Literature DB >> 33013023

A Web Resource for Exploring the CORD-19 Dataset Using Root- and Rule-Based Phrases.

Jacob Collard¹, Talapady Bhat¹, Eswaran Subrahmanian^1,2, Ira Monarch¹, Jonah Tash¹, Ram Sriram¹, John Elliot¹.

Abstract

This short paper describes a web resource-the NIST CORD-19 Web Resource-for community explorations of the COVID-19 Open Research Dataset (CORD-19). The tools for exploration in the web resource make use of the NIST-developed Root- and Rule-based method, which exploits underlying linguistic structures to create terms that represent phrases in a corpus. The method allows for auto-suggesting-related terms to discover terms to refine the search of a COVID-19 heterogenous document base. The method also produces taxonomic structures in the target domain as well as providing semantic information about the relationships between terms. This term structure can serve as a basis for creating topic modeling and trend analysis tools. In this paper, we describe use of a novel search engine to demonstrate some of the capabilities above. © Indian Institute of Science 2020.

Entities: Chemical

Keywords: Auto-suggest search; CORD-19 dataset; Root- and rule-based method

Year: 2020 PMID： 33013023 PMCID： PMC7523249 DOI： 10.1007/s41745-020-00193-2

Source DB: PubMed Journal: J Indian Inst Sci ISSN： 0019-4964

Introduction

The NIST Root- and Rule-based method (R&R)[1,2] is a framework built around linguistic structures to identify and index key phrases.
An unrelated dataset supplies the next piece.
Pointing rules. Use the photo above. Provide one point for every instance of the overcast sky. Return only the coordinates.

R&R defines how individual natural language words (“roots”) can be combined into structured terms. These structured terms represent natural language phrases in accordance with their linguistic structure, allowing for relationships between the individual words or between complex phrases to be identified. These terms both disambiguate and normalize the natural language text according to their linguistic structure (“rules”). The R&R method draws insight from noun compounds in Sanskrit, German, Latin, and other languages. The R&R method can be used for simple single term and advanced searches that disambiguate a user’s search query to increase the relevance of retrieved documents and to normalize the query to retrieve a wider set of relevant documents. This method can be applied to a variety of different domains without modifying the overall framework; practical differences in vocabulary, language use, and abbreviations can be accounted for by modifying a few simple parameters of the framework.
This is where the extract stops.